Here are the steps you should follow to claim tax benefits on pre-construction interest:
Identify Pre-Construction Interest
Pre-construction interest is the interest portion of your EMI (Equated Monthly Instalments) paid on borrowed capital before construction is complete. You need to calculate the total interest component from the start of the loan till the end of the pre-construction period.
Adjust for Claimed Interest
If any portion of the interest has already been claimed as a deduction (either in the past or current year), subtract that amount from your total.
Divide the Balance by 5
The remaining interest can be divided equally into 5 parts, and one part can be claimed each year—starting from the year in which the construction is finished and continuing for the next four years.
Limit for Self-Occupied Homes
For self-occupied homes, remember that the maximum interest deduction is ₹2,00,000 per year, and the pre-construction interest is included within this limit.
No Cap for Rented-Out Homes
If the property is rented or considered as deemed let-out, there is no limit on the interest amount that can be claimed as a deduction.
Report in Schedule HP of ITR
When filing your Income Tax Return, this interest must be disclosed under the 'House Property' section (Schedule HP), particularly under the category ‘Interest on Borrowed Capital’.

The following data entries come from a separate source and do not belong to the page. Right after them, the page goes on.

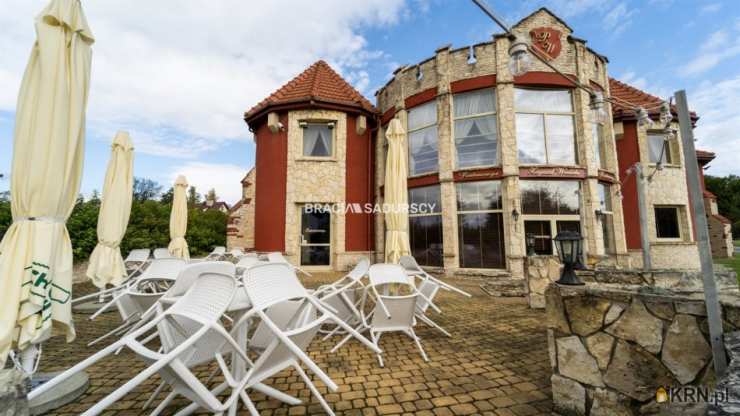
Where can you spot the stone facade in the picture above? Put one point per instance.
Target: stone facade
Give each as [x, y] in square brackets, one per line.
[240, 228]
[315, 180]
[613, 346]
[448, 68]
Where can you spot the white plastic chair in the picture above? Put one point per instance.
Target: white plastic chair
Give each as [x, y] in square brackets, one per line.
[217, 253]
[162, 253]
[412, 268]
[190, 334]
[277, 257]
[134, 262]
[274, 285]
[342, 295]
[391, 313]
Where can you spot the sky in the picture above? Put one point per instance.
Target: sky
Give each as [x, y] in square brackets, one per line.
[178, 75]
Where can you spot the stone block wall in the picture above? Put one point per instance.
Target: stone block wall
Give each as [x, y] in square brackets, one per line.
[612, 346]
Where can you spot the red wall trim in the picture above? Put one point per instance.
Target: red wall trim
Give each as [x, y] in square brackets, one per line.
[387, 116]
[421, 98]
[545, 79]
[477, 175]
[629, 153]
[423, 180]
[552, 172]
[608, 177]
[271, 161]
[470, 84]
[357, 187]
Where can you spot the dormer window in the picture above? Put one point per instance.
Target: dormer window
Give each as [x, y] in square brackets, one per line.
[318, 139]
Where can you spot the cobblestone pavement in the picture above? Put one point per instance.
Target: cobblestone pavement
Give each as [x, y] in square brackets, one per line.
[496, 363]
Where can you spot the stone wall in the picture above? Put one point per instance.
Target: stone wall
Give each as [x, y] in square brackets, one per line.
[612, 346]
[447, 67]
[240, 227]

Pre-construction interest is a valuable but often overlooked tax benefit for those who take home loans for under-construction properties. While the deduction cannot be claimed immediately, taxpayers can still recover the benefits by carefully calculating and reporting them over 5 years.
Disclaimer: This blog has been written exclusively for educational purposes. The securities mentioned are only examples and not recommendations. This does not constitute a personal recommendation/investment advice. It does not aim to influence any individual or entity to make investment decisions. Recipients should conduct their own research and assessments to form an independent opinion about investment decisions.
Investments in the securities market are subject to market risks, read all the related documents carefully before investing.